I think it started off because I was afraid of losing weight and then gaining it back again for ALL to see. Then…(a different perspective)…..I was afraid of alienating friends with weight issues by talking about my new love of fitness. Strange? Not so much because I remember vividly how others’ successes made ME feel. Yes, I admit it…..I blocked them on my news feed. I didn’t want to hear about their happiness. I wasn’t entirely “un”happy. I just was easily annoyed. (I know….I feel bad for feeling that way) and I don’t want to ”annoy” anyone (I’m strange, I told you!). And lastly, the reason I’ve been reserved everywhere BUT with my MyFitnessPals is because I didn’t think anyone would understand how difficult this life of obesity can be. I didn’t really want my family and friends to “know” how bad I had gotten. I was totally embarrased and the last thing I wanted to advertise was a blog where I feel I can really be myself. Oh no!

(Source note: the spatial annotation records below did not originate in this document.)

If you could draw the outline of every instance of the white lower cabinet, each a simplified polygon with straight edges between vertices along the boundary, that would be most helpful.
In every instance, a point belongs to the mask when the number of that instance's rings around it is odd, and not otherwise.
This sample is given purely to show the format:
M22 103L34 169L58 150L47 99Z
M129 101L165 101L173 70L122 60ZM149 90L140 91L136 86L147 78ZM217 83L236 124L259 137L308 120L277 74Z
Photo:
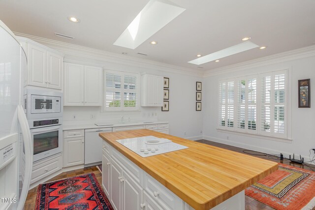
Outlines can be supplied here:
M110 161L109 154L103 150L102 159L102 185L106 196L109 197L109 183L110 181Z
M182 200L112 146L107 147L110 155L102 150L102 186L114 209L184 209Z

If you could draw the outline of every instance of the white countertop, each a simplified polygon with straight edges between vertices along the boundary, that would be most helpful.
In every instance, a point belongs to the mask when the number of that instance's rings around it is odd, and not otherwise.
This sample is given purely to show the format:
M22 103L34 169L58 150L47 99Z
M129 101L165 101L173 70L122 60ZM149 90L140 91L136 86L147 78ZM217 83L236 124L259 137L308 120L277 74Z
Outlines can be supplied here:
M134 126L137 125L155 125L157 124L168 123L168 122L165 121L155 121L155 122L128 122L126 123L108 123L108 124L113 124L113 125L97 126L94 123L91 124L71 124L71 122L68 121L65 125L63 125L63 130L67 131L69 130L77 129L90 129L94 128L113 128L116 127L125 127L125 126Z

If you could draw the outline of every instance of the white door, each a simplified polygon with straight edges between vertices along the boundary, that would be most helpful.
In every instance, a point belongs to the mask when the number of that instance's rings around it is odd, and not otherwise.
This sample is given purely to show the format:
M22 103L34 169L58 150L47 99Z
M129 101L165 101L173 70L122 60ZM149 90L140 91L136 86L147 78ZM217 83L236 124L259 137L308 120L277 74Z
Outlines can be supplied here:
M83 65L64 63L64 105L84 105L84 77Z
M153 75L148 75L147 76L147 105L155 106L156 103L156 90L155 86L155 76Z
M125 171L123 179L123 209L140 210L143 189Z
M47 87L61 90L63 84L63 57L53 52L47 53Z
M102 70L99 67L84 66L84 105L101 105Z
M162 210L163 208L156 202L146 191L143 191L143 203L140 207L145 210Z
M63 140L63 167L84 164L84 137Z
M105 194L109 198L109 183L110 183L110 161L109 155L103 151L102 160L102 185Z
M156 77L156 105L157 106L162 106L163 105L163 77Z
M47 51L28 43L28 84L47 86Z
M121 210L122 187L121 179L122 178L123 169L113 159L111 160L110 164L110 203L114 209Z

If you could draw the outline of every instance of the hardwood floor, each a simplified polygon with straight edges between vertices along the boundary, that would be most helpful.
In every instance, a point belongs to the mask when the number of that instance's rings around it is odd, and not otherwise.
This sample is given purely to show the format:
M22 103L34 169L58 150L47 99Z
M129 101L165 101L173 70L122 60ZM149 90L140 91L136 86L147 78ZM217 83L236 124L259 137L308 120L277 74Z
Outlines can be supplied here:
M82 169L64 172L54 177L51 179L50 179L46 182L90 173L94 173L99 184L101 184L102 174L95 166L86 167ZM36 197L37 194L37 187L36 187L29 191L29 193L28 194L28 197L26 198L26 201L25 202L25 205L24 207L25 210L33 210L35 209Z
M224 144L220 143L217 143L204 140L198 140L196 141L209 145L212 145L215 146L218 146L218 147L224 148L225 149L240 153L243 153L243 150L245 149L242 148L237 147L233 146L230 146L227 144ZM288 160L284 159L284 160L280 160L279 158L273 156L252 156L269 160L270 161L274 161L277 163L281 163L284 164L289 165L290 166L294 166L295 167L301 168L307 170L315 171L315 167L312 167L312 166L309 164L300 165L294 164L291 163L291 162ZM58 176L54 177L53 178L49 180L48 181L52 181L56 180L62 179L63 178L68 178L72 176L75 176L78 175L91 173L93 173L95 174L95 175L97 178L97 180L98 181L99 183L101 183L101 174L95 166L86 167L83 169L79 169L77 170L65 172L58 175ZM37 187L36 187L32 189L32 190L30 190L29 191L29 194L28 194L28 197L25 203L25 207L26 210L33 210L35 209L35 203L36 202L37 190ZM257 201L255 200L252 199L252 198L246 196L245 209L246 210L274 210L274 209L268 206L265 205L262 203ZM315 210L315 208L313 208L313 210Z

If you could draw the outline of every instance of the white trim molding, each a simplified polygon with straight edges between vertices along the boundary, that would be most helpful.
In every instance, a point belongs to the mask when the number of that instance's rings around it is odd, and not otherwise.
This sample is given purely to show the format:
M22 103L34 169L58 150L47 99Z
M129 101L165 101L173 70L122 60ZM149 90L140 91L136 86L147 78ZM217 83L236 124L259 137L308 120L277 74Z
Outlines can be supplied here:
M17 32L13 33L16 35L31 39L59 52L61 52L64 55L84 57L133 67L144 67L148 69L156 70L158 70L168 72L200 77L202 77L203 75L203 72L201 70L181 67L161 62L122 55L104 50L97 50Z

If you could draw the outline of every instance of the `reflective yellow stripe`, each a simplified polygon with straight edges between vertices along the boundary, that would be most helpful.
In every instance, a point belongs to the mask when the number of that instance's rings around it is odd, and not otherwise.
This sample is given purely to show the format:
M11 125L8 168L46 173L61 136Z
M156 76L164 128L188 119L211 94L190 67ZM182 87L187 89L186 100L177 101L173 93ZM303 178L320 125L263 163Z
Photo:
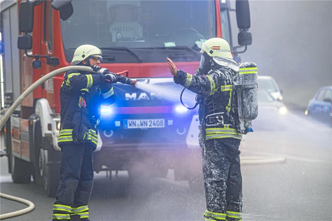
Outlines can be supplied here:
M242 75L245 74L257 74L257 67L246 68L240 68L239 71L239 74Z
M106 92L104 94L103 94L103 97L104 98L107 98L113 95L114 93L114 92L113 90L113 87L112 87L110 90Z
M83 88L83 89L81 89L81 90L85 90L89 92L89 89L87 88Z
M239 140L242 139L242 138L241 136L233 134L225 135L223 136L210 134L206 136L207 140L212 139L219 139L219 138L234 138Z
M61 133L61 132L72 132L73 131L72 129L63 129L61 130L60 131L60 132Z
M92 75L86 75L85 76L86 76L88 80L88 82L86 84L86 88L91 87L92 86L92 83L93 82L93 79L92 78Z
M245 74L257 74L258 73L258 72L257 71L248 71L246 72L239 72L239 74L242 75Z
M75 76L75 75L80 75L81 74L79 73L73 73L72 74L71 74L68 75L68 76L67 77L67 80L66 81L66 84L69 86L70 87L71 87L70 86L70 83L69 80L70 80L70 78L71 78L73 76Z
M188 73L186 73L187 74L187 79L186 80L186 82L183 85L186 88L188 88L191 84L191 82L193 81L193 76Z
M226 214L225 213L219 213L212 212L207 210L204 214L204 215L209 216L217 219L225 220L226 219Z
M213 79L212 79L212 78L209 75L207 75L207 77L208 78L208 79L209 80L209 81L210 81L210 95L214 94L214 93L217 91L217 89L215 88L215 84L214 83L214 81L213 80Z
M221 85L220 87L222 91L225 91L226 90L231 90L233 89L233 85L231 84Z

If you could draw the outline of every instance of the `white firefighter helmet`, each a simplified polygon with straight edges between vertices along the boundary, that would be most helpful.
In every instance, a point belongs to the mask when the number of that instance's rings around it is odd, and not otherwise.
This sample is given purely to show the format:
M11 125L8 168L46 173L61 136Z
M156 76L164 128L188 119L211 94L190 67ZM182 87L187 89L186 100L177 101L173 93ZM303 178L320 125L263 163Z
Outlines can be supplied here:
M210 57L233 59L230 47L226 40L218 37L210 38L202 44L201 53L206 52Z
M79 46L74 52L74 56L71 65L76 65L89 56L100 58L101 60L101 50L96 46L91 44L83 44Z

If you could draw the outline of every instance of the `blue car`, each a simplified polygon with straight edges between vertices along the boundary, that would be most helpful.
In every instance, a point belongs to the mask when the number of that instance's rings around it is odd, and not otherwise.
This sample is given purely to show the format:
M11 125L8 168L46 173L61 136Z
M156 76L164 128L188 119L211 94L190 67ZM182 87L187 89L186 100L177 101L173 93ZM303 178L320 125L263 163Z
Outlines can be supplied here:
M332 86L320 88L310 100L305 114L332 126Z

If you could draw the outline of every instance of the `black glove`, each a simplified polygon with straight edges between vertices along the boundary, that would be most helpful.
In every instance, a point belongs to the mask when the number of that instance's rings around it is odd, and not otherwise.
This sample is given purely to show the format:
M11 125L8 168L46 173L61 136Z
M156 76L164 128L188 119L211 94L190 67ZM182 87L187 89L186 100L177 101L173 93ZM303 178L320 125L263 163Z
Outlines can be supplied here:
M97 66L97 65L91 65L91 68L94 71L96 72L98 72L102 69L102 67L101 67Z
M109 70L105 68L101 68L98 69L98 73L102 74L103 75L107 75L111 73Z
M110 72L110 73L111 72ZM105 75L104 75L104 76L105 76L106 79L110 80L110 83L116 83L118 81L118 78L115 76L115 75L112 74Z

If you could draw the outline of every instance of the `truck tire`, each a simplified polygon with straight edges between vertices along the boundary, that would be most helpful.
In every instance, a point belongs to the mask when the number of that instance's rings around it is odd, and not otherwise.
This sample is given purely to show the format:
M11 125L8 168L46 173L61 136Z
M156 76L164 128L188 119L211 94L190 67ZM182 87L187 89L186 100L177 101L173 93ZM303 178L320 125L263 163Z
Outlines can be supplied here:
M59 185L60 164L53 162L47 163L48 158L45 157L49 155L48 152L48 151L42 149L41 151L42 158L41 163L42 165L43 183L46 195L54 198L56 194Z
M12 156L12 179L15 183L29 183L31 178L31 163Z

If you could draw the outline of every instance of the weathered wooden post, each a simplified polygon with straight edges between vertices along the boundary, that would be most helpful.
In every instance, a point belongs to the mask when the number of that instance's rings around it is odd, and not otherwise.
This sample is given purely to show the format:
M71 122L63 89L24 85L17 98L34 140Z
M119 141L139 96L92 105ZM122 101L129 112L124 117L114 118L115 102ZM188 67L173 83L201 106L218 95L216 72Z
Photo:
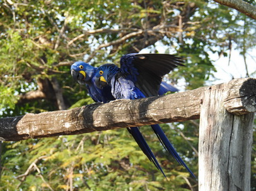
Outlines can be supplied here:
M202 94L199 190L250 190L256 83L233 80Z
M0 118L0 141L19 141L200 117L199 190L249 190L256 79L71 110Z

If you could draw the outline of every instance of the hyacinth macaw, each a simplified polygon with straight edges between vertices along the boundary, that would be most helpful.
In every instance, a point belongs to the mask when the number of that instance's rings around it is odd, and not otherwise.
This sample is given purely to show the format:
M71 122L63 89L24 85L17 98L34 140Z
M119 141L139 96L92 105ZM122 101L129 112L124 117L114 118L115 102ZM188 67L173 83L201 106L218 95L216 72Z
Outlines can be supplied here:
M74 80L78 84L86 85L90 96L94 101L105 103L115 100L115 98L113 97L111 93L112 88L110 86L105 85L104 87L99 89L95 85L95 74L96 69L97 68L93 67L83 62L76 62L71 66L71 75ZM175 87L165 82L163 82L160 85L159 94L162 95L168 91L175 92L178 89ZM139 128L137 127L133 127L128 128L127 129L148 159L154 164L156 168L160 170L166 177L161 166L143 136L139 131Z
M116 99L134 99L158 96L162 77L178 65L183 66L180 58L167 54L131 53L120 59L120 68L105 64L97 68L95 82L101 89L111 86ZM195 178L180 157L158 124L151 125L163 147Z

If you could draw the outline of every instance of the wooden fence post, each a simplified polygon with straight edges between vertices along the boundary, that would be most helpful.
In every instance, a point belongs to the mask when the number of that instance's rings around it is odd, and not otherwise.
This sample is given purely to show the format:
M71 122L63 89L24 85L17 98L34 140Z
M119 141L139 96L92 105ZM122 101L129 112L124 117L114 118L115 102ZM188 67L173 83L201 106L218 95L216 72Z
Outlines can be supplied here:
M255 87L253 90L250 89L252 86L241 85L234 90L230 84L226 87L211 87L202 98L199 190L250 190L254 113L243 114L239 106L248 99L242 95L244 89L255 92ZM229 108L230 102L232 102L233 109ZM255 107L255 104L249 106L252 106Z

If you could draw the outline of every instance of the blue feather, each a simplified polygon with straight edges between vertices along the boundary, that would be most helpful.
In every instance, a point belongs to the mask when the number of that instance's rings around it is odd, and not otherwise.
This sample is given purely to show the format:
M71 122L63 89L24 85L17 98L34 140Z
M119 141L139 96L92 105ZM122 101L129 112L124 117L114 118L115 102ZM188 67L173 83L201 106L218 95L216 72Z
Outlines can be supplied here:
M111 66L112 67L110 67ZM110 72L108 72L106 78L111 79L111 77L113 76L112 74L115 74L119 70L118 67L115 67L114 66L115 65L111 64L106 64L102 68L102 70L103 70L110 69ZM105 103L108 101L115 100L115 99L113 97L111 92L112 88L110 86L105 85L100 89L95 85L96 80L95 74L96 70L97 68L93 67L86 63L83 62L77 62L73 63L71 66L71 75L73 79L78 83L82 85L86 85L90 96L95 102ZM83 71L84 74L83 72L81 73L80 71ZM84 75L85 76L84 76ZM131 81L129 81L126 84L122 84L121 86L122 87L120 88L123 88L124 89L127 88L136 89L134 84ZM131 91L130 93L131 94L128 94L126 96L129 97L131 97L133 99L139 97L139 96L138 96L138 95L136 94L134 94L133 91ZM124 96L125 97L125 96L124 95L120 95L120 96L116 95L116 96L117 97L122 97ZM141 96L142 96L142 95L141 95ZM153 163L157 169L163 173L165 178L166 178L163 169L161 168L160 165L159 164L141 133L139 131L139 128L137 127L134 127L128 128L127 129L132 136L138 146L141 149L143 152L146 155L148 158Z

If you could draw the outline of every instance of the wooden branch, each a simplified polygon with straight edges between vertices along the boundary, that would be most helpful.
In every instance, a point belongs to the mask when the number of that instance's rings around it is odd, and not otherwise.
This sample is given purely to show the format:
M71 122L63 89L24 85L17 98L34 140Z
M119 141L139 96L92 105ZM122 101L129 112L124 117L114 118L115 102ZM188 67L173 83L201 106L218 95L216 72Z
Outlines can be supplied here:
M214 0L223 5L236 9L245 15L256 19L256 8L243 0Z
M0 140L19 141L196 119L200 117L204 92L209 89L221 91L224 97L223 104L232 114L256 111L256 79L235 79L164 96L96 103L71 110L2 118Z

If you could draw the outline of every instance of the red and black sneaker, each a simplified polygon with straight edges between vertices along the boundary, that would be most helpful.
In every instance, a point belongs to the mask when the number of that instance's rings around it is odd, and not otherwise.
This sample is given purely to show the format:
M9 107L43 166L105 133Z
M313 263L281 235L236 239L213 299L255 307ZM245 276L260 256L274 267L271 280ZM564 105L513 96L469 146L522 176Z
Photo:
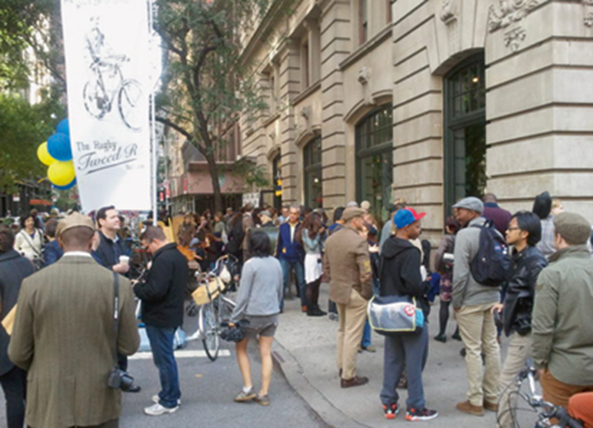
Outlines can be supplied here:
M425 407L422 409L409 408L406 412L406 420L416 422L422 420L430 420L439 416L436 410L431 410Z
M383 411L385 412L386 419L395 419L396 416L400 413L400 408L397 404L383 404Z

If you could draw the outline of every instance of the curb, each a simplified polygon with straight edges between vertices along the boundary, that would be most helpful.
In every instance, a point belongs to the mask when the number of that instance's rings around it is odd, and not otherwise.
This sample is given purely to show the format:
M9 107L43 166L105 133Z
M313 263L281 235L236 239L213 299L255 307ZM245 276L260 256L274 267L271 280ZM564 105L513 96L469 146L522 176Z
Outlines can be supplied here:
M290 385L308 404L311 410L329 427L367 426L352 420L331 403L304 375L298 361L278 340L272 352L274 366L284 375Z

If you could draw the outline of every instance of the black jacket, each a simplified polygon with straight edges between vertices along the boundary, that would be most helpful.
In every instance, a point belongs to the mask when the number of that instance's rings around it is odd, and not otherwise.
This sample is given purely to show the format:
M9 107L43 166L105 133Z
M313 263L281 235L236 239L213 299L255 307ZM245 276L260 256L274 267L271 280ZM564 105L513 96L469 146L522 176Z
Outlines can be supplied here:
M14 250L0 255L0 320L16 304L23 280L34 272L31 261ZM14 366L7 353L9 339L4 327L0 326L0 375Z
M525 336L531 331L531 313L535 282L548 262L535 247L527 247L513 255L502 312L505 334L514 331Z
M383 244L379 264L380 295L416 297L428 317L431 306L426 294L431 284L420 276L420 250L409 240L391 236Z
M167 244L152 257L145 282L134 286L142 301L142 320L148 326L174 329L183 323L187 259L175 244Z
M119 263L119 256L126 254L122 240L116 239L112 241L101 231L99 232L99 236L101 237L101 242L97 250L93 252L93 258L101 266L111 269L114 265Z

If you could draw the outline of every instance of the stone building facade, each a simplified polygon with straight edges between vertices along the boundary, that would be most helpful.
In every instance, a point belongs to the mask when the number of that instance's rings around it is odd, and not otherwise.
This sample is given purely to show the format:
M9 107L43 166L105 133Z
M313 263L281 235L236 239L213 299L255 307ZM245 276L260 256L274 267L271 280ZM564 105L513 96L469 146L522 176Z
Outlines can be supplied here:
M244 54L270 108L243 121L242 152L280 171L283 204L383 217L401 197L435 236L486 191L513 211L548 190L593 217L593 1L290 5Z

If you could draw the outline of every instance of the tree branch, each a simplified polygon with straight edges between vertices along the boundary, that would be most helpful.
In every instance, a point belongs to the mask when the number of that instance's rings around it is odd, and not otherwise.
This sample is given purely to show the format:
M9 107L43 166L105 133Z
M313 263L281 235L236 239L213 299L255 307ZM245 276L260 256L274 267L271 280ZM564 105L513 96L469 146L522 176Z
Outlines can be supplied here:
M162 117L161 116L157 116L157 117L155 118L155 119L156 120L156 121L157 122L160 122L161 123L162 123L165 126L168 126L170 128L172 128L174 129L176 131L177 131L180 134L181 134L181 135L183 135L184 137L185 137L186 139L187 139L188 140L189 140L190 141L193 141L194 138L193 138L193 136L192 135L192 134L190 134L190 133L187 132L187 131L186 131L183 127L181 127L179 126L178 125L177 125L176 123L173 122L172 121L169 120L166 117Z

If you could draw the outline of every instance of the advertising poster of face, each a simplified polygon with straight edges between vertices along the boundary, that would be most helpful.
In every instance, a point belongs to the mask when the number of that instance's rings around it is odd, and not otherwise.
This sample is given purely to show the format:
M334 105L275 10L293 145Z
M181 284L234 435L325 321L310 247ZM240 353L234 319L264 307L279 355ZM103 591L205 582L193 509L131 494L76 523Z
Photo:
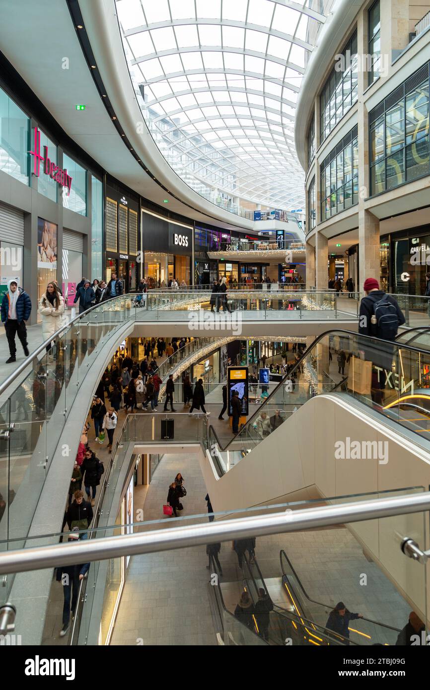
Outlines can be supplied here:
M37 219L37 268L57 268L57 226Z

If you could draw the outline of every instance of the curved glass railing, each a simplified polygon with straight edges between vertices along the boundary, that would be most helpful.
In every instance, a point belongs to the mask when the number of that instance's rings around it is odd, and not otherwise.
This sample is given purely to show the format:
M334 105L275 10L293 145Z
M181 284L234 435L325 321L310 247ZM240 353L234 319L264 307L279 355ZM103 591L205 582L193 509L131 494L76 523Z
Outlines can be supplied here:
M315 395L345 395L430 440L430 351L344 331L319 336L227 444L210 428L226 471Z

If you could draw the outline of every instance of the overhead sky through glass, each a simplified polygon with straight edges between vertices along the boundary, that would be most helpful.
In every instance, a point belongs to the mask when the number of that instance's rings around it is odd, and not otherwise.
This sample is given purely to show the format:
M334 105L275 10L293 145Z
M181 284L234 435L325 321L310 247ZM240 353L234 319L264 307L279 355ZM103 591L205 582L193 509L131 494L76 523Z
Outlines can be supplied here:
M195 191L231 210L240 199L303 208L295 105L332 4L117 0L146 124L169 164Z

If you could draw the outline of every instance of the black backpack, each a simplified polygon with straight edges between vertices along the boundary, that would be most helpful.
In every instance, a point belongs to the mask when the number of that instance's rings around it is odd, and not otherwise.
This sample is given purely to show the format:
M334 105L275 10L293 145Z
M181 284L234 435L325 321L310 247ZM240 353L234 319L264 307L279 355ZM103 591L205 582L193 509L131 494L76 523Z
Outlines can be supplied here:
M387 295L373 302L372 319L373 317L376 323L372 324L372 331L376 337L382 340L394 340L398 329L399 317L395 305Z

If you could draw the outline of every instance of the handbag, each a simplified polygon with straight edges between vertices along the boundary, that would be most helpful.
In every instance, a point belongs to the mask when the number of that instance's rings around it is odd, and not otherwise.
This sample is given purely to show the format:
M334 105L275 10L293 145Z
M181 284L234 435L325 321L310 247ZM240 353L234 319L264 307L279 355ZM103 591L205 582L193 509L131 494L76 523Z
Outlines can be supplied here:
M357 357L351 359L348 373L348 388L359 395L370 395L372 384L372 363Z

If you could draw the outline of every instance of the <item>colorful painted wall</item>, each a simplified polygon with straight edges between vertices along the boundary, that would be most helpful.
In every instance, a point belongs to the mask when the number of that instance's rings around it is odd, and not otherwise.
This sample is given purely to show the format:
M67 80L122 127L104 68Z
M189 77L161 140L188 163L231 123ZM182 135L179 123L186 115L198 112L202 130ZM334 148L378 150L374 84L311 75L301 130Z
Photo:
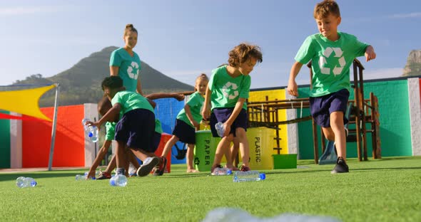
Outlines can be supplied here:
M382 157L421 154L421 129L417 128L421 126L420 85L420 78L378 80L365 83L365 98L368 99L370 92L378 97ZM308 86L299 87L300 97L308 97ZM253 90L250 93L249 101L264 101L266 96L270 100L285 100L285 92L280 88ZM353 99L353 92L350 93L350 99ZM184 106L184 102L174 99L160 99L156 102L156 117L161 120L163 132L171 134L176 117ZM91 164L96 154L94 151L99 147L93 147L93 144L84 137L81 120L97 115L96 107L96 105L90 104L59 107L53 166L86 166ZM48 117L53 118L52 107L42 108L41 111ZM280 114L280 121L286 120L285 112L288 112L285 110ZM308 108L293 112L296 112L295 116L300 116L301 112L303 117L310 115ZM19 122L21 126L16 127L16 122ZM290 152L291 143L288 143L294 139L293 134L289 130L290 125L281 126L280 147L285 147L281 151L283 154L293 153ZM308 139L312 134L311 122L300 122L297 126L295 137L298 140L295 144L298 144L296 149L298 157L302 159L313 159L313 139ZM13 137L11 133L12 131ZM0 120L0 168L47 166L51 134L51 122L49 122ZM320 130L318 136L320 138ZM20 142L12 141L17 139ZM370 135L367 143L369 148L367 154L371 157ZM98 143L98 145L101 144ZM268 147L274 147L274 145L275 143ZM356 144L350 142L347 145L348 157L356 157ZM320 142L319 146L321 146ZM182 148L183 144L179 144L178 147ZM16 152L16 149L21 149L21 152ZM321 149L319 154L321 154ZM11 157L12 156L14 157ZM177 159L176 156L177 149L174 147L171 162L186 162L185 159ZM15 159L21 163L14 163L16 162Z
M9 114L9 112L0 112ZM0 168L10 168L10 120L0 120Z
M41 110L53 119L54 108ZM85 166L84 132L81 120L83 105L59 107L53 166ZM22 166L46 167L49 164L52 122L22 122Z

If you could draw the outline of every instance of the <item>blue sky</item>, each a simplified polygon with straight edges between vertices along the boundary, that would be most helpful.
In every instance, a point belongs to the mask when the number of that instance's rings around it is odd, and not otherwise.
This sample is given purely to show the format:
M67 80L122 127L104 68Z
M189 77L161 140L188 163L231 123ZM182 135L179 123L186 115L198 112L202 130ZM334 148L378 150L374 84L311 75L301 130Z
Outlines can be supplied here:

But, I feel ok now. I feel more at peace. I am looking at my past 36 weeks with much more objectivity and less emotion. I don’t feel embarassed as much. I feel stronger. I feel better prepared for negative commentary should I ever receive it from people who should be supportive of me. I am not changing as a person. I am showing signs of strength. My roots are getting deeper and I am less weak physically and emotionally. I’m not going anywhere.
I feel that this picture I posted on Instagram was a huge stepping stone for me. I am so proud of where I stand. If anyone out there wants to see where I am going, I encourage them to join me. People can join me in the ride or they can step aside.
Thanks for reading my blog. I look forward to continuing to share my life with you in words…..and now…in pictures.